RADIUS authentication not working over IPv6
Following https://doc.pfsense.org/index.php/OpenVPN_with_RADIUS_via_Active_Directory - this does not work if the RADIUS server is specified as IPv6 (whether FQDN or IP does not matter). Authentication works as soon as IPv4 address is specified for the RADIUS server. (Tested on latest 2.2 snapshot, though I recall this pretty much never worked even with 2.1.x).
#1 Updated by Jim Pingle over 5 years ago
- Status changed from New to Confirmed
Just tried this and I'm seeing the same thing against FreeRADIUS2. The IPv6 RADIUS request never leaves the client host if it's 2.2. The client 2.2 host and the RADIUS server have connectivity to each other, can ping6, etc, but a RADIUS request using IPv6 never leaves.
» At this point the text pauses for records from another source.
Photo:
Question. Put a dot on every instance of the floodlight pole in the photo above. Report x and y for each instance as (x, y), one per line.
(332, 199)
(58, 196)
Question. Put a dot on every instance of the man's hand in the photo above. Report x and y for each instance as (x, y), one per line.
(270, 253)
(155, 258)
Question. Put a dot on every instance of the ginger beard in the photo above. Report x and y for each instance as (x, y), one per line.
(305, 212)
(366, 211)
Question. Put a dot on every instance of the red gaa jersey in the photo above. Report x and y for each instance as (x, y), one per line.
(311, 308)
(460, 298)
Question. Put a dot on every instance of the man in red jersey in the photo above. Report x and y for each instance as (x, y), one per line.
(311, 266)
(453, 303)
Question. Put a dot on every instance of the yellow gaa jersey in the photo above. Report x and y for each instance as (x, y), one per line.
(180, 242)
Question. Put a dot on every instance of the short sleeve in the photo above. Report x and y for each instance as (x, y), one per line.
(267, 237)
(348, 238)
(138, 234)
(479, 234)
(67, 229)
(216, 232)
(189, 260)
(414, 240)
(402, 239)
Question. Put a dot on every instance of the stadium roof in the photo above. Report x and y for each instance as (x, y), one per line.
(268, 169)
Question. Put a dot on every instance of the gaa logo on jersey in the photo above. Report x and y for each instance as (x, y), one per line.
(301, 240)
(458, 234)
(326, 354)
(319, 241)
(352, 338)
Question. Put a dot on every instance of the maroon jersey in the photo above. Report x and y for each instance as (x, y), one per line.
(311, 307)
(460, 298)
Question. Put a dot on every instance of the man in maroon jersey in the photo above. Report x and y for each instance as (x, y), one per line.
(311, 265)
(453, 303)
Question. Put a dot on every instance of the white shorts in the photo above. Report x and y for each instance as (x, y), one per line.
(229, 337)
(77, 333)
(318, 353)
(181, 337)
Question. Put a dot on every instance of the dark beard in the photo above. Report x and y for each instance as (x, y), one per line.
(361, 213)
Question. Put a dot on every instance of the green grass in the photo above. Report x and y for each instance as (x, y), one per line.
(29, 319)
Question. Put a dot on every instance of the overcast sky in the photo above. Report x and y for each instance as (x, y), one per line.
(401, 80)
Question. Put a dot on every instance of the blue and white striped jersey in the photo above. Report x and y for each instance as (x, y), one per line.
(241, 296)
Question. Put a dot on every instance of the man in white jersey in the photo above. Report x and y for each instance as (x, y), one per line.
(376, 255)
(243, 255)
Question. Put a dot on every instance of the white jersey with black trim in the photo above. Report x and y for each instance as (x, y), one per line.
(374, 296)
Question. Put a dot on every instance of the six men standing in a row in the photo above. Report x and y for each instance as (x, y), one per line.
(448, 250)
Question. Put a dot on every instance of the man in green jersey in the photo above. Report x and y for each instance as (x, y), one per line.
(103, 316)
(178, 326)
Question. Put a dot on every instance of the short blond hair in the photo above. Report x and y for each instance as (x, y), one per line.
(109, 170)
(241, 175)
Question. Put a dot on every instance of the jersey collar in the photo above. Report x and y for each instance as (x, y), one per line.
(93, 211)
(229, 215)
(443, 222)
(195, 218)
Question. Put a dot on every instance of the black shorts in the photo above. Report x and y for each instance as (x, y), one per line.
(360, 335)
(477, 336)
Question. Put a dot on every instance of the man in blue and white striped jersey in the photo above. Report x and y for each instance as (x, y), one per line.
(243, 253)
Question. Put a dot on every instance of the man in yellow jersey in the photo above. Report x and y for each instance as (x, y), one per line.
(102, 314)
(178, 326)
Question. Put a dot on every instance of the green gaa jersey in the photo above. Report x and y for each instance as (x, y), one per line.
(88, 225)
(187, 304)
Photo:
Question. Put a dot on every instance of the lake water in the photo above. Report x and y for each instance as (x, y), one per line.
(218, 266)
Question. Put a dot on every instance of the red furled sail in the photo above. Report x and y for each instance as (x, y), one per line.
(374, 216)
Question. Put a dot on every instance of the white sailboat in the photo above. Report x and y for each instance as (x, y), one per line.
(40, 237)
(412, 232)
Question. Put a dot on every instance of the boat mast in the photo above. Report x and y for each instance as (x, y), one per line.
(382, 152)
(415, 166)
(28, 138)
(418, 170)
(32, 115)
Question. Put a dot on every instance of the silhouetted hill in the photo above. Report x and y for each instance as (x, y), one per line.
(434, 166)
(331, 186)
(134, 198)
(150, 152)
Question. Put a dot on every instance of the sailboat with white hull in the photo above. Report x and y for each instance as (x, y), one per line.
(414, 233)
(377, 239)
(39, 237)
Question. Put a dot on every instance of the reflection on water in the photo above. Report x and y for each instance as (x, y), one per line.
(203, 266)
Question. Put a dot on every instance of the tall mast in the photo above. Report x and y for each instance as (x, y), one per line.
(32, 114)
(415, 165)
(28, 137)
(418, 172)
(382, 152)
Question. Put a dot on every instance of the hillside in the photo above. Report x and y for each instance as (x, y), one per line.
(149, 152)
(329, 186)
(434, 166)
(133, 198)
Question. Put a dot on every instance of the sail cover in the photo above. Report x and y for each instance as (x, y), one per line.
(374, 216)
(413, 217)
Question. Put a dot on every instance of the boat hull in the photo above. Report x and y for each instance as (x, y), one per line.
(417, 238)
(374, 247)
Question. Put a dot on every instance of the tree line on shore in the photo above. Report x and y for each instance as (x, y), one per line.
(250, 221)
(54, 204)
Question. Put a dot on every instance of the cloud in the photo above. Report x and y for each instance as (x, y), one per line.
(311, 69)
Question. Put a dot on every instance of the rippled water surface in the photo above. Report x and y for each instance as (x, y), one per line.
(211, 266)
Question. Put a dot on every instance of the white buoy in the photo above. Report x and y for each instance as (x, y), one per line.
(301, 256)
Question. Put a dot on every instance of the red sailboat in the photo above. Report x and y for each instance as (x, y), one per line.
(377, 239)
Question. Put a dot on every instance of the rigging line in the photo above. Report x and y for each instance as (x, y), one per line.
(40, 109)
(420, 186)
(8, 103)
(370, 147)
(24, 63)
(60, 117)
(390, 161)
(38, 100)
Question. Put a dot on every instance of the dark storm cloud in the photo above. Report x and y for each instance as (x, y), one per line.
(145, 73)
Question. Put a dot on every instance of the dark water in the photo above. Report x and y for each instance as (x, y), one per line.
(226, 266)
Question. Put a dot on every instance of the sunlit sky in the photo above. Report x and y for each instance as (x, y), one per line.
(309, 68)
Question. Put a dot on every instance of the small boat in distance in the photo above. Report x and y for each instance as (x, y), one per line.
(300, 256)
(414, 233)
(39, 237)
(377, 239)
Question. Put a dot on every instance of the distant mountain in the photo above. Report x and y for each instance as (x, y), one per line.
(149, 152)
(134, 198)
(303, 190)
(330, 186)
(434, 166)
IPv4 works fine.
#2 Updated by Kill Bill over 5 years ago
Yep, it just seems to vanish somewhere. :) I deleted the client on the Windows server, and nothing logged. normally, you'd get "A RADIUS message was received from the invalid RADIUS client IP address..." error since the client is not authorized (and you get exactly that when you try via IPv4) - but as you said, with IPv6 no request reaches the server.
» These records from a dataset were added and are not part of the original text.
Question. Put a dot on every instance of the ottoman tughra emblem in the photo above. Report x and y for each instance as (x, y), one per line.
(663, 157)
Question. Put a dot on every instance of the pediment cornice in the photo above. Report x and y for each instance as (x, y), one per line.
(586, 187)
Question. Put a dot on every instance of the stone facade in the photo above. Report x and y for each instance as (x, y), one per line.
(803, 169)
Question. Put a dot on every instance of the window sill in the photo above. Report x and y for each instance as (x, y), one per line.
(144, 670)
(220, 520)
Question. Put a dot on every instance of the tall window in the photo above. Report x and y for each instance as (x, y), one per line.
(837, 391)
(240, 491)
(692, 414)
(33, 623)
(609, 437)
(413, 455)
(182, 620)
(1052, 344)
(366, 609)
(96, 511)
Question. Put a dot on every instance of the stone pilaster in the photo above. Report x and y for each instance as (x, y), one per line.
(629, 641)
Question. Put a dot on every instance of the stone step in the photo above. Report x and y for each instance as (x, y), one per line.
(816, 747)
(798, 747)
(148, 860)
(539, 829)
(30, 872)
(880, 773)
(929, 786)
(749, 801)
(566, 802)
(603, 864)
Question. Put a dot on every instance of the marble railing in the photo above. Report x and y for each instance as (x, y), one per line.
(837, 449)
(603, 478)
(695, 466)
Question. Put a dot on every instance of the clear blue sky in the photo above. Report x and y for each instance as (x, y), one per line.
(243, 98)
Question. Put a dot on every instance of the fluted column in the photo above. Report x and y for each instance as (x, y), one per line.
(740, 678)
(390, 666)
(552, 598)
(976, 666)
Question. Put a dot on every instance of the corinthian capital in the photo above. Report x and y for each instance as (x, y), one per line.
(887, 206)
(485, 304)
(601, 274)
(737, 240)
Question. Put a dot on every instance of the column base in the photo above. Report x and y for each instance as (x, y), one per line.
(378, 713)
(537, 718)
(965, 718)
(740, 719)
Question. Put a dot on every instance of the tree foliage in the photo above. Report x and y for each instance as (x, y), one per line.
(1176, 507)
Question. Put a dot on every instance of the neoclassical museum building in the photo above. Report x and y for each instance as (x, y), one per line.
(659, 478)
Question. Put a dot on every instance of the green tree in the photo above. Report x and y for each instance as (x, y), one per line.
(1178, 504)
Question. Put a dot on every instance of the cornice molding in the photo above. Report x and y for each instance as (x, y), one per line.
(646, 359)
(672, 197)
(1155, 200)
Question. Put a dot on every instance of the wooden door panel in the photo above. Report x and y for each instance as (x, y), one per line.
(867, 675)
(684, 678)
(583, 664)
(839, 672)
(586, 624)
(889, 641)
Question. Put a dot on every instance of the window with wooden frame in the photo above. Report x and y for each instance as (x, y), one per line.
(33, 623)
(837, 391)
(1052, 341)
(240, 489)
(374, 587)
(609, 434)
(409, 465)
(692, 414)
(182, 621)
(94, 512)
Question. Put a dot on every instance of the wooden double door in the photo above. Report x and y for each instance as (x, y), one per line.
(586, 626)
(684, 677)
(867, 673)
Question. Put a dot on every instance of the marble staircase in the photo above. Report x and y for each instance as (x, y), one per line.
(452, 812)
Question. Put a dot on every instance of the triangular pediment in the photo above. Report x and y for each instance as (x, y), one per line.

#4 Updated by Kill Bill over 5 years ago
Ermal Luçi wrote:
Hence the issue, i think this should be pushed post 2.2 to really be fixed.
Well, whatever is needed... however, this should be noted somewhere in the GUI (or reject IPv6 input), plus if you put a hostname there, it should filter out AAAA records when resolved because otherwise it just blackholes the requests as well.